Provision is made in Deuteronomy (24.1-4) for ending a marriage under particular circumstances, and this is the line taken in Matthew’s rendition of the same episode: “Is it lawful for a man to divorce his wife for any cause?” (Matthew 19.9).
Mark leaves matters more open, and although Jesus could have acknowledged the differing views of conservative interpreters, who thought that there were very few causes for divorce, and liberals, who were prepared to grant divorce on quite slender grounds, he does not do this. Instead, he points out that the additional permission came about because of human failure to live up to the standards set by God at the very beginning.

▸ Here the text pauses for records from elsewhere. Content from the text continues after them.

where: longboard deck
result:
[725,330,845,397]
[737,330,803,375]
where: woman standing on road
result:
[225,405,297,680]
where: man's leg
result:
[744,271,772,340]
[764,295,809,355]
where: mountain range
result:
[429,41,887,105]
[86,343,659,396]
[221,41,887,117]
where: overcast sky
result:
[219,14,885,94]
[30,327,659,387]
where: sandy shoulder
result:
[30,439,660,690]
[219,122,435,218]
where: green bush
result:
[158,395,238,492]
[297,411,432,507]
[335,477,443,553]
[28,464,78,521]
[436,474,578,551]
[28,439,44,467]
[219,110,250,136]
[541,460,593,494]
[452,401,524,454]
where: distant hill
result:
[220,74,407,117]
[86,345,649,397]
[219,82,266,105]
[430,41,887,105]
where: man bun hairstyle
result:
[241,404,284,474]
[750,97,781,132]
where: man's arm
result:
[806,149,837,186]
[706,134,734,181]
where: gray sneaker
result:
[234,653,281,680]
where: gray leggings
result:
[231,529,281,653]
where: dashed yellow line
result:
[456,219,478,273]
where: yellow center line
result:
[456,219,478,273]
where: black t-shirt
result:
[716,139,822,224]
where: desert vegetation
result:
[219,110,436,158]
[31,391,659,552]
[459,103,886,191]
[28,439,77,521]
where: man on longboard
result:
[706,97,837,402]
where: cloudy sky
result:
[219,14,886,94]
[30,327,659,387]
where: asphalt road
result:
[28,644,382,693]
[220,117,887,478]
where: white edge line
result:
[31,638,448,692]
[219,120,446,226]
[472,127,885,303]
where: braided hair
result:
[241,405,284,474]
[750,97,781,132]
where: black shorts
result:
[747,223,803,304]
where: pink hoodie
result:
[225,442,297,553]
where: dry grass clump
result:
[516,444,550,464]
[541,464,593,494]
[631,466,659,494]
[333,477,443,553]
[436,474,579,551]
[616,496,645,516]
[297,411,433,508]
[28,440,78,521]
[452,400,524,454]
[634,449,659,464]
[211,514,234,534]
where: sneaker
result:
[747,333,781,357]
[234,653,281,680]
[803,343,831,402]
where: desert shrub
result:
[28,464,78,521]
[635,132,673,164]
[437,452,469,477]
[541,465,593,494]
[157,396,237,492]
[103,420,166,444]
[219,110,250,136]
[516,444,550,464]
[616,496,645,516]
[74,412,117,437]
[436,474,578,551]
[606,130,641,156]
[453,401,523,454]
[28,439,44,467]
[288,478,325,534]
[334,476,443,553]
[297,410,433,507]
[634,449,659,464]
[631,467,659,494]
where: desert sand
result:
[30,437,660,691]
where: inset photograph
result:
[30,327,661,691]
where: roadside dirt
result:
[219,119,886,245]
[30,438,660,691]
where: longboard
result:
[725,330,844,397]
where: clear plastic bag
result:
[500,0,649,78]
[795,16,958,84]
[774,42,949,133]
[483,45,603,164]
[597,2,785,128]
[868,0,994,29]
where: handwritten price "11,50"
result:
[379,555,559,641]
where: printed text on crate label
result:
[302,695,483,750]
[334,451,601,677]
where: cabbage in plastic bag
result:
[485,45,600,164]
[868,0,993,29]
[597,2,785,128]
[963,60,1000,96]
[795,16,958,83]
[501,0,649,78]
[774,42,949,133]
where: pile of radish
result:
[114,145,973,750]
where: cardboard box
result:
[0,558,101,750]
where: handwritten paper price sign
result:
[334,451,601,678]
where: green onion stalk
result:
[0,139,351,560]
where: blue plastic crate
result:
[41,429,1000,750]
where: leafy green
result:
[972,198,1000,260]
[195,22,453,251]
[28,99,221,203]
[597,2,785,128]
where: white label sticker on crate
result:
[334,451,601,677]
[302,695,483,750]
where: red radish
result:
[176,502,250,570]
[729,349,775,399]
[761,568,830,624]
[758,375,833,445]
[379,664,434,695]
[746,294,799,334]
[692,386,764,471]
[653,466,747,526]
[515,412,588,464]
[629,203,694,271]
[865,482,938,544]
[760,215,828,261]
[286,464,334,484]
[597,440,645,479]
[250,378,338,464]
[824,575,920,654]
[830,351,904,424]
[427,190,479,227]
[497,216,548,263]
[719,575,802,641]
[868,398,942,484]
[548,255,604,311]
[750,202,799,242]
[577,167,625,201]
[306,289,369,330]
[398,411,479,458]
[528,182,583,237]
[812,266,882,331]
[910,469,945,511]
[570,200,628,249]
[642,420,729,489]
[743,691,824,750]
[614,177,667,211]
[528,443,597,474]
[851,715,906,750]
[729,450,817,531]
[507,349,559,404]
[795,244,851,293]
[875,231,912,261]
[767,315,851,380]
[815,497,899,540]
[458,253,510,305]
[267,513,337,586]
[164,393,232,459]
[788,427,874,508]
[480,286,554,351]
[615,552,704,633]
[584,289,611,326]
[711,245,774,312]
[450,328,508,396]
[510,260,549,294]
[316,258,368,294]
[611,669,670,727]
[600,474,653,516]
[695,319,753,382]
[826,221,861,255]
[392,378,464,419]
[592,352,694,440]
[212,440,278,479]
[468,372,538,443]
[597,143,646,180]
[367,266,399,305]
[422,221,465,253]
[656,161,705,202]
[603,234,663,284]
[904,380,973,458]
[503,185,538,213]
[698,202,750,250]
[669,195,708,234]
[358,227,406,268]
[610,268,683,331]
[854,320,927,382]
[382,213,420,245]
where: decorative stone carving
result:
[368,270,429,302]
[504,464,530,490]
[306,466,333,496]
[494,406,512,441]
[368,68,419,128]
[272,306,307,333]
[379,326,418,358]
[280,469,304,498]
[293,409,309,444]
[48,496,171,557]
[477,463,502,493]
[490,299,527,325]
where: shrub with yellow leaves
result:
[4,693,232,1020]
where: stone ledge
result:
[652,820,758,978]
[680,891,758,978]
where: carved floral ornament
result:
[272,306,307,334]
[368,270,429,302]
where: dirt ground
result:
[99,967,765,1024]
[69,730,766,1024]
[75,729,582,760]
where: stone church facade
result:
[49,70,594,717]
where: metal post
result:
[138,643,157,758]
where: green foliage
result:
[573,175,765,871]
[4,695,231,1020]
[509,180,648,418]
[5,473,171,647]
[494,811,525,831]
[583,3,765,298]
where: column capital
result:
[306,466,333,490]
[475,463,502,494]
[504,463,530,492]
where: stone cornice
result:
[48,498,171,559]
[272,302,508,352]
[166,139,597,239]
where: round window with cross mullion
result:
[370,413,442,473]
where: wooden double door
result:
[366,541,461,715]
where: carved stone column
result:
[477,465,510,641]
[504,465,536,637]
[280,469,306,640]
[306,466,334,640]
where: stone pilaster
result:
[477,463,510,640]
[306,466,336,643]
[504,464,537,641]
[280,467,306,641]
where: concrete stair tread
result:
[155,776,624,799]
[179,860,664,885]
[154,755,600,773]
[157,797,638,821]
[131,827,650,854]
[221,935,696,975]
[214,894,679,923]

There was, Bishop Tom Wright points out, a particular case in the Pharisees’ minds: the marriage of Herod to his former sister-in-law after his own divorce (Mark for Everyone, SPCK, 2001). How satisfying it would have been to persuade Jesus to condemn the king. But that should not distract contemporary readers from the extraordinary difficulties of this discussion in a society where many who hear it read in church will personally have experienced the hurt of divorce, and will know at first hand the many and complex factors that bring marriages to an end.
The explanation that Jesus gives privately to the disciples seems to offer an inflexible pronouncement (Mark 10.10-12). Rather than attempt to find reasons to discount it, we might turn to a less clear-cut matter. It is hard to know exactly what is meant by the “hardness of heart” that Jesus recognises in the Pharisees (Mark 10.5), but a very similar expression is found as he heals the man with the withered hand in the synagogue on the sabbath. On that occasion, the meaning is clear. Jesus is grieved and angry at an attitude that would place rigid rules above the saving transformation of human life (Mark 3.4-5).
The narrative moves abruptly on to the arrival of parents with their children, presumably seeking blessing and healing (Mark 10.13). The disciples must share him again, in the midst of this privileged time alone, and only in sharing him will they learn properly what he has to teach them.
They have seen him take a child as the picture of a precious citizen of God’s Kingdom once before (Mark 9.33-37). Now he asks them to be childlike receivers of the gift of the Kingdom: people of no social status who are delighted to be given something, not defenders of the rules that exclude others from admission.
That salvation and elevation to glory are the destiny of flawed human creatures is the dazzling announcement of the writer of the Letter to the Hebrews. The Revd Dr Tim Jenkins (whose deep and luminous reading of this book in a series of sermons is available electronically at www.jesus.cam.ac.uk/chapel-choir), recommends learning Hebrews 1.1-4 by heart.
It prepares the ground for the next chapter, which notes that God finally chooses to speak to us not through angels, but through his Son; who takes on our nature in every respect, and undergoes suffering and death to make us perfect (Hebrews 2.10-12). In Christ we are all offered a better chance and a “crown of everlasting glory”.